The rest of the fields:

   <field name="year" type="tint" indexed="true" stored="true" required="true" />
   <field name="price" type="tfloat" indexed="true" stored="true" />
   <field name="engine_size" type="tint" indexed="true" stored="true" />
   <field name="mileage" type="tint" indexed="true" stored="true" />
   <field name="colour" type="lowercase" indexed="true" stored="true" />

Remember about the “false” value of the “indexed” attribute of the “damaged” field:

 <field name="damaged" type="boolean" indexed="false" stored="true" />

copyField – let’s index the same data differently

We have mentioned the field values copying several times already so now let’s define copy fields.

Fields used for searching are copied to catch-all “content” field. There is more than one source field, that’s why the “content” field definition contains the multiValued attribute set to “true”:

 <copyField source="make" dest="content"/>
 <copyField source="model" dest="content"/>
 <copyField source="year" dest="content"/>

Copying the sortable/facetable fields:

 <copyField source="make" dest="make_sort"/>
 <copyField source="model" dest="model_sort"/>

Anything else ?

We shall add 3 more elements to the schema:

The unique key of the document:

 <uniqueKey>id</uniqueKey>

Default search field:

 <defaultSearchField>content</defaultSearchField>

Default query parser operator. Let’s set it to “AND”.

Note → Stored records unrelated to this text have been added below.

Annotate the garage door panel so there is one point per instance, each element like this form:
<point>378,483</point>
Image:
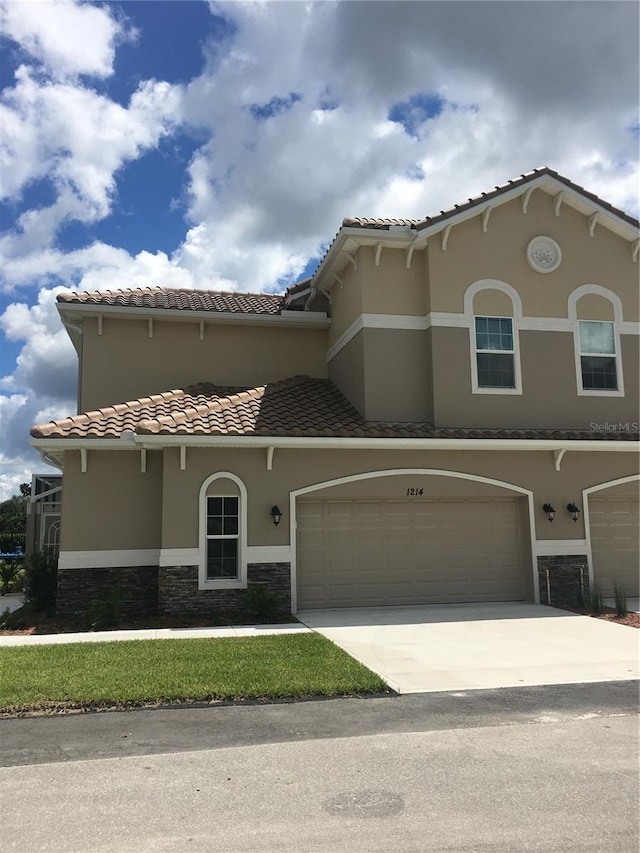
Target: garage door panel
<point>615,525</point>
<point>407,552</point>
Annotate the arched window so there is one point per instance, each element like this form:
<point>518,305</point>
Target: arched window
<point>493,310</point>
<point>223,532</point>
<point>596,315</point>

 <solrQueryParser defaultOperator="AND"/>

It’s done! The schema.xml configuration file is ready and looks like this:

<?xml version="1.0" encoding="UTF-8" ?>

<schema name="carsale" version="1.2">

  <types>
    <fieldType name="string" class="solr.StrField" sortMissingLast="true" omitNorms="true"/>

    <fieldType name="boolean" class="solr.BoolField" sortMissingLast="true" omitNorms="true"/>

     <fieldType name="tint" class="solr.TrieIntField" precisionStep="8" omitNorms="true" positionIncrementGap="0"/>
    <fieldType name="tfloat" class="solr.TrieFloatField" precisionStep="8" omitNorms="true" positionIncrementGap="0"/>

    <fieldType name="text" class="solr.TextField" positionIncrementGap="100">
      <analyzer>
        <tokenizer class="solr.WhitespaceTokenizerFactory"/>
        <filter class="solr.LowerCaseFilterFactory"/>
      </analyzer>
    </fieldType>

    <fieldType name="lowercase" class="solr.TextField" positionIncrementGap="100">
      <analyzer>
        <tokenizer class="solr.KeywordTokenizerFactory"/>
        <filter class="solr.LowerCaseFilterFactory" />
        <filter class="solr.TrimFilterFactory" />
      </analyzer>
    </fieldType>

 </types>

 <fields>
   <field name="id" type="string" indexed="true" stored="true" required="true" />
   <field name="make" type="text" indexed="false" stored="true" required="true" />
   <field name="model" type="text" indexed="false" stored="true" required="true" />
   <field name="make_sort" type="lowercase" indexed="true" stored="false" />
   <field name="model_sort" type="lowercase" indexed="true" stored="false" />
   <field name="year" type="tint" indexed="true" stored="true" required="true" />
   <field name="price" type="tfloat" indexed="true" stored="true" />
   <field name="engine_size" type="tint" indexed="true" stored="true" />
   <field name="mileage" type="tint" indexed="true" stored="true" />
   <field name="colour" type="lowercase" indexed="true" stored="true" />
   <field name="damaged" type="boolean" indexed="false" stored="true" />
   <field name="content" type="text" indexed="true" stored="false" multiValued="true"/>

 </fields>

 <uniqueKey>id</uniqueKey>

 <defaultSearchField>content</defaultSearchField>

 <solrQueryParser defaultOperator="AND"/>

 <copyField source="make" dest="content"/>
 <copyField source="model" dest="content"/>
 <copyField source="make" dest="make_sort"/>
 <copyField source="model" dest="model_sort"/>
 <copyField source="year" dest="content"/>

</schema>

The end

In today’s post we have created the simple schema.xml file, which allows us to index data, so that we are able to face our car sale website search functionalities. But still we want to develop our website which will surely affects the schema … and not only the schema. In the next “car sale” related post we will try to face some new requirements and provide next modifications.